Para ele, a tragicomédia é o caminho para começar a reconstruir as cabeças americanizadas da população. “Ela é a temática ou linha que mais me agrada e foi nesse molde que fiz O Homem Que Virou Suco, por exemplo. Creio que esta é uma maneira de competirmos com o cinema americano, já que em efeitos especiais não podemos, porque não temos dinheiro para isso”, comenta.
A tragicomédia é, para Dumont uma espécie de junção entre a chanchada — que fez rir famílias inteiras de brasileiros nas décadas de 40 e 50 — com o cinema novo, nascido no final dos anos 50, abordando assuntos sérios com poesia e realismo, dando voz ao povo. “O cinema novo veio substituindo a chanchada e, provavelmente, faria a cabeça dos brasileiros, se não fosse impedido ou exterminado pela ditadura. A tragicomédia junta elementos desses dois gêneros de expressão do cinema, aproveitando a densidade e poesia do cinema novo com cômico da chanchada”, explica.

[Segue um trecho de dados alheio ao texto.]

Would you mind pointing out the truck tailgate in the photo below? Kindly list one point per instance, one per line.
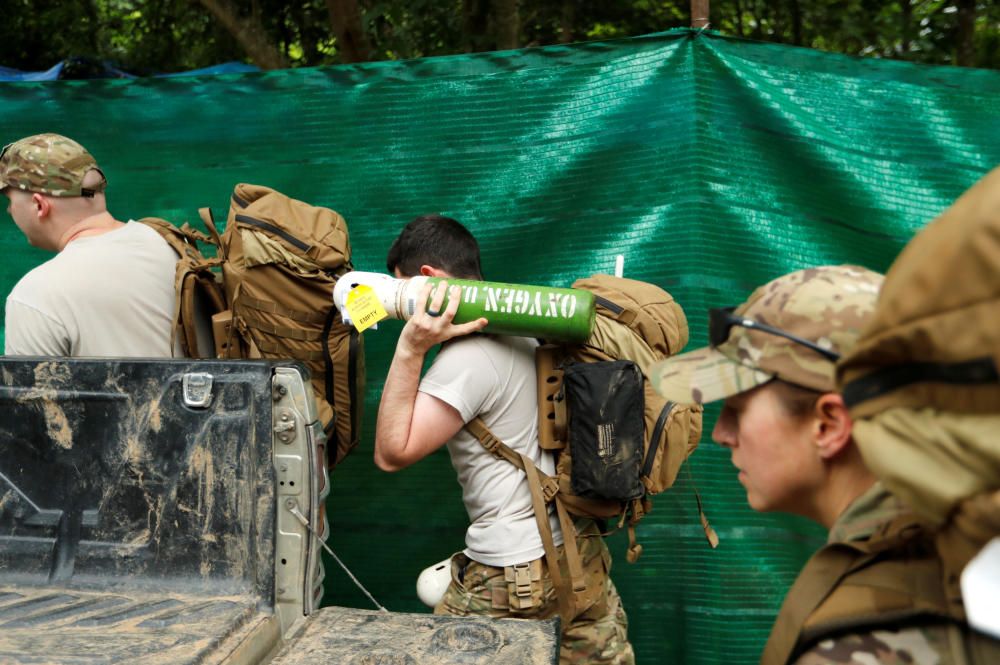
(58, 624)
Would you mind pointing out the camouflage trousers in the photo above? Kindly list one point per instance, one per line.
(597, 634)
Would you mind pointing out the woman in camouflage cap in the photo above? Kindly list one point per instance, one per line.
(773, 361)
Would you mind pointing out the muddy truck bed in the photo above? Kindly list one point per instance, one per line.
(170, 512)
(138, 511)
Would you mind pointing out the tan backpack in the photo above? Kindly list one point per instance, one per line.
(606, 467)
(279, 260)
(923, 381)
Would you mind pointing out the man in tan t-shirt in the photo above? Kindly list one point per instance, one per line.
(109, 291)
(501, 572)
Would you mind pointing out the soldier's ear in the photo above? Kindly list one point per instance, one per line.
(832, 426)
(430, 271)
(41, 204)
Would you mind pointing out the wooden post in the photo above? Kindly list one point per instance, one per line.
(699, 13)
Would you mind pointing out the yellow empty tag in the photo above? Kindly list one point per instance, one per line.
(364, 307)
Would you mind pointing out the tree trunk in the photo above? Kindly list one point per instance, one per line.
(699, 13)
(249, 34)
(352, 39)
(566, 21)
(506, 23)
(907, 31)
(796, 10)
(965, 51)
(475, 19)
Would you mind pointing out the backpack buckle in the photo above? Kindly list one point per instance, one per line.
(550, 487)
(522, 580)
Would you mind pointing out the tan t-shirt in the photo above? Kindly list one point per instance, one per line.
(494, 378)
(106, 295)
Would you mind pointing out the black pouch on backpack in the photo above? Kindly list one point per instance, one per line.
(605, 406)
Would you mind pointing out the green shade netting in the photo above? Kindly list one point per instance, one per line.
(713, 164)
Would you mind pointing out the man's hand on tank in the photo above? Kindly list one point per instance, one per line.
(435, 324)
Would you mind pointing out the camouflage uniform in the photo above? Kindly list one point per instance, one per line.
(927, 643)
(48, 164)
(598, 633)
(828, 306)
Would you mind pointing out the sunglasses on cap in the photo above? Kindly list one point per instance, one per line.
(86, 192)
(721, 321)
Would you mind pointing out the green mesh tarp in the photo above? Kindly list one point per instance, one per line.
(712, 164)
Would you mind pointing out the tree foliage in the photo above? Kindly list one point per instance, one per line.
(145, 36)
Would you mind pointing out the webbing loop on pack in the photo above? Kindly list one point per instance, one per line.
(522, 580)
(550, 487)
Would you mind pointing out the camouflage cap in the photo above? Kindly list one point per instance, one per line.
(49, 164)
(827, 306)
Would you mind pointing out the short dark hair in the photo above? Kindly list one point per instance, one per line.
(437, 241)
(797, 401)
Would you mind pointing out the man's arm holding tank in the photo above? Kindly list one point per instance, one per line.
(411, 424)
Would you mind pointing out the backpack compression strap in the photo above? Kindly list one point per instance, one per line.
(544, 489)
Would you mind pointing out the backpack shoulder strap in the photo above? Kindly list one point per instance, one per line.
(544, 488)
(193, 279)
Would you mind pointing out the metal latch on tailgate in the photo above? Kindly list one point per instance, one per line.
(197, 389)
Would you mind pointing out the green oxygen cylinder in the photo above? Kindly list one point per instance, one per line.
(556, 314)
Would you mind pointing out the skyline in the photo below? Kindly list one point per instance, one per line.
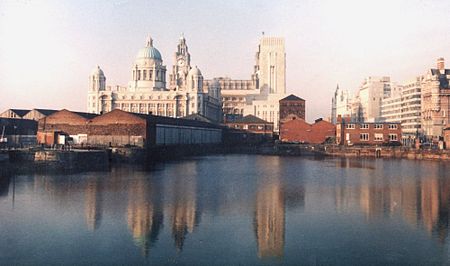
(326, 44)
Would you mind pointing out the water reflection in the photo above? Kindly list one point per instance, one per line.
(421, 201)
(258, 205)
(270, 217)
(182, 204)
(93, 204)
(144, 212)
(4, 185)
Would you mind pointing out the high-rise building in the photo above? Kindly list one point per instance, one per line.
(436, 100)
(260, 95)
(341, 104)
(371, 92)
(403, 106)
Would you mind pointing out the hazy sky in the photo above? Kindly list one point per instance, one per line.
(48, 48)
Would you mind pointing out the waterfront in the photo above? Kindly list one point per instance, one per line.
(233, 209)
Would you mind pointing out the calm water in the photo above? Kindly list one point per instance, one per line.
(235, 209)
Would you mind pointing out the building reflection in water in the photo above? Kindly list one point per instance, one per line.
(269, 219)
(4, 185)
(420, 201)
(144, 212)
(93, 203)
(183, 206)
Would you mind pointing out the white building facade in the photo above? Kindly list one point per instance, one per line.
(371, 92)
(260, 95)
(341, 104)
(147, 90)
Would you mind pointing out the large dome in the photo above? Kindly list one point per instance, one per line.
(194, 72)
(149, 51)
(97, 71)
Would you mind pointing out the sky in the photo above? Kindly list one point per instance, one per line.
(49, 48)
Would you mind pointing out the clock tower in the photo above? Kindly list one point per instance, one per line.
(181, 67)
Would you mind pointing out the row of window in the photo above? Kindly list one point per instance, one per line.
(142, 75)
(375, 126)
(377, 137)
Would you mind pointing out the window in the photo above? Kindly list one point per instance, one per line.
(378, 137)
(378, 126)
(392, 137)
(364, 137)
(392, 126)
(350, 126)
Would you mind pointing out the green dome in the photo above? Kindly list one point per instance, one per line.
(149, 51)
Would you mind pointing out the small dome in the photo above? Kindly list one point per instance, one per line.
(97, 71)
(195, 71)
(149, 51)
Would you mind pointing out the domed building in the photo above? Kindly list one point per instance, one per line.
(147, 92)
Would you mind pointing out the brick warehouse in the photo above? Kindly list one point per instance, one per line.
(292, 105)
(252, 124)
(119, 128)
(298, 130)
(351, 133)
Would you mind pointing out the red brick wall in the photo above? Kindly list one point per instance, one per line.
(297, 130)
(65, 121)
(292, 107)
(355, 133)
(447, 138)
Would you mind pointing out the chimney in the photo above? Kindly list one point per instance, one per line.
(441, 64)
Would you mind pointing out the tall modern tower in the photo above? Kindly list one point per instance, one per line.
(271, 65)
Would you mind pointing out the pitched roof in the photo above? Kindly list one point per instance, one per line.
(20, 112)
(46, 112)
(86, 115)
(197, 117)
(251, 119)
(292, 97)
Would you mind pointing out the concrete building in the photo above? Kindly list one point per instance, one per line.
(411, 108)
(391, 107)
(371, 92)
(147, 92)
(297, 130)
(292, 105)
(435, 101)
(341, 104)
(252, 124)
(403, 106)
(260, 95)
(366, 133)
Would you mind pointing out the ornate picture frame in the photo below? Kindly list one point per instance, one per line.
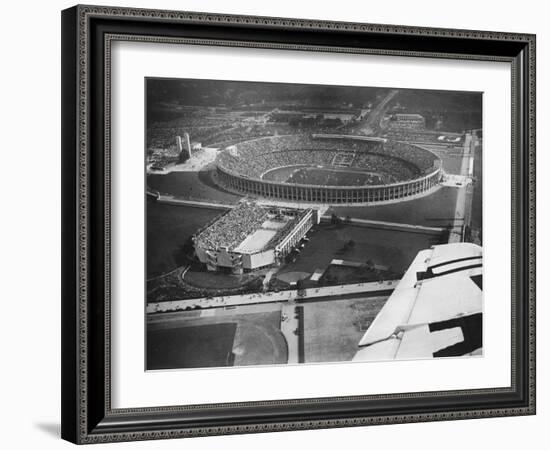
(88, 33)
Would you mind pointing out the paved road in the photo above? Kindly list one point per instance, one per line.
(271, 297)
(464, 197)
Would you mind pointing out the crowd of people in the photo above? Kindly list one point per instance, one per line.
(233, 227)
(397, 161)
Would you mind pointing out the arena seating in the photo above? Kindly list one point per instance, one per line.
(233, 227)
(395, 161)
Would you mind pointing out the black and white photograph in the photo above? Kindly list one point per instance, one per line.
(303, 223)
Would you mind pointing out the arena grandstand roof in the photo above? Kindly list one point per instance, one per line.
(250, 236)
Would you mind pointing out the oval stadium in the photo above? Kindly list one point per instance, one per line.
(329, 169)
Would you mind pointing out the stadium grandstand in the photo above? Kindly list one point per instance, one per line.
(328, 168)
(251, 236)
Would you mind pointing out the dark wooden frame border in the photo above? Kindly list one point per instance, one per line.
(87, 31)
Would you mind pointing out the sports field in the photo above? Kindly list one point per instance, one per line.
(219, 337)
(322, 176)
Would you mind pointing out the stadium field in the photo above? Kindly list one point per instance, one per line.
(335, 177)
(193, 346)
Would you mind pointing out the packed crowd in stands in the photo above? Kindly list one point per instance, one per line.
(233, 227)
(400, 161)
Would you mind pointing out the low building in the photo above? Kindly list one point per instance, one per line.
(252, 236)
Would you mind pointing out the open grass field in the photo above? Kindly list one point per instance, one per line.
(190, 185)
(168, 229)
(332, 329)
(193, 346)
(434, 210)
(239, 336)
(394, 249)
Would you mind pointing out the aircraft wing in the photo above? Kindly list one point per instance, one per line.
(436, 309)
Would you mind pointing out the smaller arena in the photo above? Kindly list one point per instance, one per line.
(326, 168)
(251, 236)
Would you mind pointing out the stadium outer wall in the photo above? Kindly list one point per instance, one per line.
(329, 194)
(304, 193)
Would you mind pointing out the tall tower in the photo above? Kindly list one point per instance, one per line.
(184, 148)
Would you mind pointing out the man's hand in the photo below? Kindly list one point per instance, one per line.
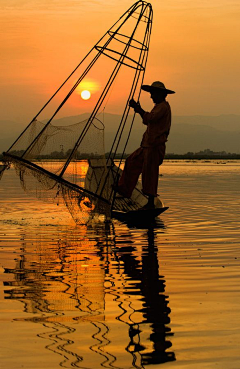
(137, 107)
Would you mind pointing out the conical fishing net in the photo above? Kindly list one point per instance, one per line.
(67, 164)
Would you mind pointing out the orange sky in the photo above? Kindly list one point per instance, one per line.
(194, 50)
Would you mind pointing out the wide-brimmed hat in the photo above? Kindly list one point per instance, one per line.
(156, 86)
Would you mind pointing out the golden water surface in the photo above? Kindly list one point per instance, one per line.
(121, 295)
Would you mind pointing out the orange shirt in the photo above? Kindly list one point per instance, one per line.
(158, 123)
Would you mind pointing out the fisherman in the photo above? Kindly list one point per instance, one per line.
(149, 156)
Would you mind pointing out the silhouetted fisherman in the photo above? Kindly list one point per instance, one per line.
(149, 156)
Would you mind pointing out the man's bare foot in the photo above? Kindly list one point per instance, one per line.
(147, 207)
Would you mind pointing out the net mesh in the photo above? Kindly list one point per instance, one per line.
(67, 164)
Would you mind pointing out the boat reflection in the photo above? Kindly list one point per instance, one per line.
(98, 295)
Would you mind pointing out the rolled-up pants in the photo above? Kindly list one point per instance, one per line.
(146, 161)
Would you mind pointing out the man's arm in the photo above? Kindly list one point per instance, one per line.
(137, 107)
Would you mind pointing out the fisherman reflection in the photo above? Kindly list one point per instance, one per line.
(155, 310)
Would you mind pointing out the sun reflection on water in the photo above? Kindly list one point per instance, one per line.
(97, 294)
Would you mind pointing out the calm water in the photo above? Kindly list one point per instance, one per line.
(119, 296)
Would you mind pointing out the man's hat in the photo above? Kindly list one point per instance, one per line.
(156, 86)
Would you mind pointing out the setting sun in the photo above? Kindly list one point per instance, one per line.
(85, 95)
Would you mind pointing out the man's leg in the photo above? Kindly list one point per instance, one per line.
(153, 157)
(131, 172)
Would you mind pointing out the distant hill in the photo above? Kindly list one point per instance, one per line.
(188, 133)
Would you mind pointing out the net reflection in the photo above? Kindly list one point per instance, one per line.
(98, 295)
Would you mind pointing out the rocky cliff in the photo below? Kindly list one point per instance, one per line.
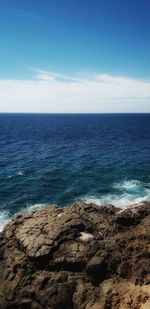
(82, 256)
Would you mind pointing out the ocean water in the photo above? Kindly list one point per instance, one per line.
(63, 158)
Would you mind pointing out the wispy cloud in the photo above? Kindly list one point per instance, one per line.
(54, 92)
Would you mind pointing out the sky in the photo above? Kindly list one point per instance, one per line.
(74, 56)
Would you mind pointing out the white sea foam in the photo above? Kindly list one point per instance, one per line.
(127, 185)
(20, 173)
(4, 218)
(127, 193)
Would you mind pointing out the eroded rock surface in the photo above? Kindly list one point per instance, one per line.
(82, 256)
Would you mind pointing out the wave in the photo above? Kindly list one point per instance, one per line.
(124, 194)
(20, 173)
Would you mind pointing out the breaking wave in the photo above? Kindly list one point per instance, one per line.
(123, 194)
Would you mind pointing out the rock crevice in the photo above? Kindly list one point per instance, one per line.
(82, 256)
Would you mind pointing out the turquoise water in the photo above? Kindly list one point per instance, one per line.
(104, 158)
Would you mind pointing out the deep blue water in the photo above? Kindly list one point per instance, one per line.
(59, 159)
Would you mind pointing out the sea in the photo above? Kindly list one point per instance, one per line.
(64, 158)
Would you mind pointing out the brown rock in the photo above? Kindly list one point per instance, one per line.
(77, 257)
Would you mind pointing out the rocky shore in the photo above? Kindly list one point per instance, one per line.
(82, 256)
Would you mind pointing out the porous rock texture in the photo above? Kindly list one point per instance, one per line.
(82, 256)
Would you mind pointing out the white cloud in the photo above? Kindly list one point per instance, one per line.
(52, 92)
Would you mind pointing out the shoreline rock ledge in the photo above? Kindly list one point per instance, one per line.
(78, 257)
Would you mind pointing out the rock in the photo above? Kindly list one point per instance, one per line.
(82, 256)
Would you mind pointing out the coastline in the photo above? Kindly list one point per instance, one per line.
(82, 256)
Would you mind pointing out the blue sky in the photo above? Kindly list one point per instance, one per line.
(86, 39)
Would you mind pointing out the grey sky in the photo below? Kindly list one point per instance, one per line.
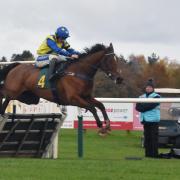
(134, 26)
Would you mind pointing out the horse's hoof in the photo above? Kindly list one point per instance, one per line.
(102, 132)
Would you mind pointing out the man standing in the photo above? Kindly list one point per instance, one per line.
(150, 117)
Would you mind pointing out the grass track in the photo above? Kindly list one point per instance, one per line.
(104, 159)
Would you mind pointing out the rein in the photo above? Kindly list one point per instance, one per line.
(86, 77)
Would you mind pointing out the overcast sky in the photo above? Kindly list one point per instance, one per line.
(133, 26)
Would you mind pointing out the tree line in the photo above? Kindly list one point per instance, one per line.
(135, 72)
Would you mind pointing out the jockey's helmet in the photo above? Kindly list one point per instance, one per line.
(62, 32)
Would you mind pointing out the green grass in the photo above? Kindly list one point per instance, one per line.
(104, 159)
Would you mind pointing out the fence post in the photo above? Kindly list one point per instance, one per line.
(80, 133)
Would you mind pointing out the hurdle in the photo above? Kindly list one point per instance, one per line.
(30, 135)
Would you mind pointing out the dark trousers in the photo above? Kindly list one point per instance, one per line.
(151, 139)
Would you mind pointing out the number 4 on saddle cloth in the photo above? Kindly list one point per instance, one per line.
(43, 81)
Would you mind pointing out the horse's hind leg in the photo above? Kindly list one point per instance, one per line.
(103, 110)
(78, 101)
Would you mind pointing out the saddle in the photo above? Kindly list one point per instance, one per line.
(58, 72)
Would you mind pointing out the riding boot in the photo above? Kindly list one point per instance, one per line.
(62, 67)
(52, 65)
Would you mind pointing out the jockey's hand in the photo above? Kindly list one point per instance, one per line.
(74, 56)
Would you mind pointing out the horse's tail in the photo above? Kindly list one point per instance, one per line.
(5, 70)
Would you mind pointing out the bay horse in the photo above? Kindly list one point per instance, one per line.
(74, 88)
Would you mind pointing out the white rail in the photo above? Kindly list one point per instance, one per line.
(137, 100)
(22, 62)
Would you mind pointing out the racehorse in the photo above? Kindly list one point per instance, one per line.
(74, 88)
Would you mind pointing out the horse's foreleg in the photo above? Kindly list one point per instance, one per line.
(78, 101)
(103, 110)
(4, 106)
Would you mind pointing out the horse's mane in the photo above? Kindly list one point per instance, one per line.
(95, 48)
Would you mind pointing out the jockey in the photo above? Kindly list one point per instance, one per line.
(54, 49)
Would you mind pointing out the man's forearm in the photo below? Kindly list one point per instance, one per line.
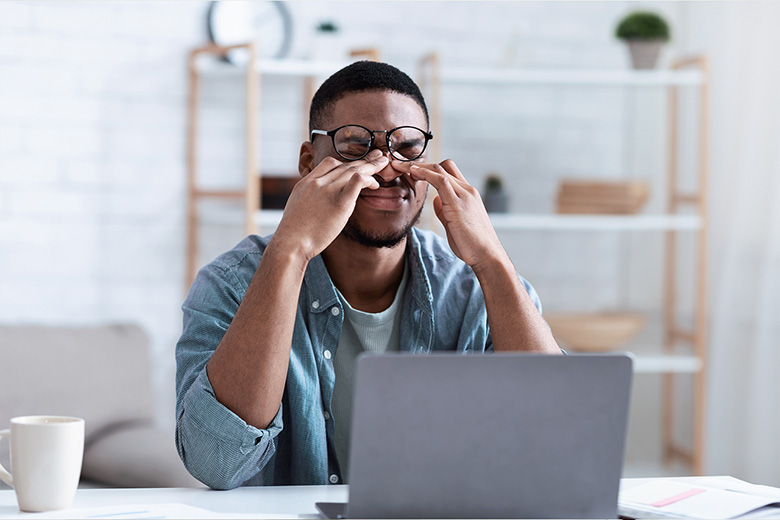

O ator é absolutamente otimista quanto ao futuro do cinema nacional e afirma que os filmes lançados nos últimos anos adquiriram um meio termo entre ideologia, conteúdo, e forma. “Também se tornaram um espetáculo com bom som e boa imagem. Enfim, com as propostas de arte que ele tem que ter. Além disso, temos aqui uma ótima geração de atores brasileiros como Rodrigo Santoro, Selton Mello e Matheus Nachtergaele”, finaliza.